①そもそも、なぜ「地域移行」が必要なのか
部活動の地域移行は、なぜ進められているのでしょうか。高岡先生がまず挙げたのは、少子化による「部活動の持続可能性」の危機でした。





少子化で子どもが減ると、これまでの形で部活を維持するのが難しくなります。人数が足りずチームが組めない、合同部活にも限界がある——どこで生まれ育っても好きな活動を選べる環境を、どう守るか。それが地域移行の出発点です。
②もう一つの「持続可能性」問題|先生の異動




吹奏楽部の質は、指導できる先生の存在に大きく左右されます。ところが先生には異動があり、熱心な指導者がいなくなれば、後任が同じように指導できるとは限りません。在学中の3年間しか見えていないと気づきにくいですが、部活動は以前から「指導者が続かない」という構造的な弱さを抱えていたのです。
③「先生の働き方改革が原因」は誤解?
地域移行は「教員の働き方改革のため」と語られがちですが、高岡先生はその受け止め方を、ていねいに解きほぐします。

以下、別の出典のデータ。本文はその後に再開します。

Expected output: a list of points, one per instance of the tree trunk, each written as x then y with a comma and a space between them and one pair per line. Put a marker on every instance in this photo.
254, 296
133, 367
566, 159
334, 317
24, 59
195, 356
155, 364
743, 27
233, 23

先生方が部活指導で長時間労働になっていたのは事実で、働き方改革は重要なテーマです。ただ、地域移行はそのためだけに行うものではありません。少子化と指導者不足という「持続可能性」の問題を解決し、子どもたちの活動環境をよりよくする——それが本来の目的だと、高岡先生は強調します。「部活を残すか、地域移行か」ではなく、すでに従来の部活を続けること自体が難しくなっている、という現実が出発点なのです。
まとめ|地域移行は、未来の環境づくり
少子化と、指導者の異動。この二つの「持続可能性」の問題が、地域移行の根っこにあります。どこで生まれ育っても、好きなスポーツや文化活動を続けられる環境をつくる——それが地域移行の目指すところです。次回は、その実現に立ちはだかる具体的な課題に踏み込みます。